How to Reject Inputs in Alteryx
I’m sure the following scenario is familiar, at least to some.
You’ve built an Alteryx workflow, it works great, but then, your data provider (usually an individual who has promised the data structure will never change) decides to change the structure of the incoming data source, a column name change or a dropped column, something that breaks our beautiful Alteryx masterpiece.
You then spent an hour rebuilding your workflow to cope with said file.
Well, I’m going to show a neat trick, which puts the onus back to your data provider to provide you with a consistent datasource.
The workflow below shows a complete version of what we’ll be creating.
As a high level overview, we are taking the datasource provided by our annoying user; we are taking a data dictionary that we took when the project went into production, and we are testing whether the structure (field names, data types, and field lengths), is the same.
The test tool will error if any records pass into the right join, which indicate items that exist in our data dictionary, but do not exist in the latest dataset provided to us.
Now rather than bending our backs fixing this; we can now email the data provider and outline that the file does not meet the requirements, and also give the detail regards why (heck, we could even automate this email if we wished!).
So how do we set this up?
Well our first step is to build our data dictionary of the datasource we want to check, capturing the name, data type, and length of all fields; this is a relatively trivial task and can be done by using the ‘Field Info’ tool.
As this is an easily repeatable task across many datasets, I’ve created an application, available here, which allows you to simply specify your input file and output file, and it will generate the file on your behalf.
You may notice the ‘Definition’ column; this is a dummy field I have added (via the formula tool seen above) so that definitions can be added to the xlsx file manually, in order to provide any users with an understanding of what each field actually means.
The next step is building out this test workflow.
Let’s start by bringing on both our actual workflow input onto the canvas, and our data dictionary of said input.
With our actual workflow input, we need to add a field info tool to capture the latest file structure.
By joining these two streams together, on the key fields ‘Name’, ‘Type’ and ‘Size’, the following rules will apply;
L – this anchor will contain fields (whether that be because of Name, Type or Size (or a combination of those)) in our latest input file which are not contained in our data dictionary as per our desired input structure.
J – this anchor will contain fields which match on Name AND Type AND Size, this is our good data feed!
R – this anchor contains our problems, it will show instances where fields have not been identified (whether that be because of Name, Type or Size (or a combination of those)) in our latest data file, and therefor our workflow may error.
As the R or right anchor contains our problems, I have attached the ‘Test’ tool to this anchor, which allows us to trigger an error message should such a test fail.
The test tool is really simple to use; you start by giving a ‘Test Name’. I tend to use an ‘inverted statement’ due to the nature of how the Test tool reports errors..
We are then performing a test whether the record count, coming out of our right join output anchor, should be a specific value, which we have set to 0.
Therefor, if the record count is not 0, then the error will be triggered.
And that’s it, it’s really that simple!
In a real word scenario you may have a ‘Test’ workflow which contains such tests for each of the inputs in the main workflow (as shown below).
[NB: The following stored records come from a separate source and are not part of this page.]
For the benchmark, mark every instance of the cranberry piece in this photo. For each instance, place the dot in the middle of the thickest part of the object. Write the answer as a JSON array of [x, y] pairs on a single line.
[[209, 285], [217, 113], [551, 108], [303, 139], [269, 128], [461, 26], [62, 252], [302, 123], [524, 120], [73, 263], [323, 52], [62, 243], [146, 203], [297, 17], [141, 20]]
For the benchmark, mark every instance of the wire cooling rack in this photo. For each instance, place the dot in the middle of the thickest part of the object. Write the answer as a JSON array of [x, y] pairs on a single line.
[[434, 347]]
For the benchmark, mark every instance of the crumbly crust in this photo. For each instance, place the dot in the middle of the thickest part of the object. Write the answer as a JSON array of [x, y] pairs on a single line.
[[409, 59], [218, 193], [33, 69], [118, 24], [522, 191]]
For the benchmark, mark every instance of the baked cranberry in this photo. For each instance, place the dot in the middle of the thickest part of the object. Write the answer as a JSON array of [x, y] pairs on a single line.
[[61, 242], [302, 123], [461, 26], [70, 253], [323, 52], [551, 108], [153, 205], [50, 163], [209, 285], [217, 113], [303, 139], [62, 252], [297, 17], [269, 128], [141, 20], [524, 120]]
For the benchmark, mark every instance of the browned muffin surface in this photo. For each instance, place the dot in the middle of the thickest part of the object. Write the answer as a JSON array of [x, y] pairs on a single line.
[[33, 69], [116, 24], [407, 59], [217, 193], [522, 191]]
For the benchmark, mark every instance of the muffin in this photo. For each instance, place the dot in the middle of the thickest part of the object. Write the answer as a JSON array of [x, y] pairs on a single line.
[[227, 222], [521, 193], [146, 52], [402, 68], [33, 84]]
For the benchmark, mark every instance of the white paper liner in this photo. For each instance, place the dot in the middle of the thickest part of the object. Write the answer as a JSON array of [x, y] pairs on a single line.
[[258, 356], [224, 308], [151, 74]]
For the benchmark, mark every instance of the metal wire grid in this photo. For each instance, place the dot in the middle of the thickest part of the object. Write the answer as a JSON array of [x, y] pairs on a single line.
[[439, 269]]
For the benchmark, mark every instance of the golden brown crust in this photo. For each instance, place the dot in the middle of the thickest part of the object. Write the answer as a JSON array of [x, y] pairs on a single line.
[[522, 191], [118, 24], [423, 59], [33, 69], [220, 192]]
You may even use the ‘Conditional Runner’ tool, which forms part of the CReW macro pack, to run your test workflow prior to running your master workflow (which only runs if the test workflow does not fail).
The example in this post can be found here.
We may even develop this logic further; for example we may wish to test whether there are only certain categorical values in a field, or we may want to see if all of the values in a field are within a set range, say between 0 and 1000.
You may delete certain items from your data dictionary which simply aren’t necessary fields for your workflow to run correctly.
But hey, I’m not going to ruin your fun and show give you the answer, have a go yourself!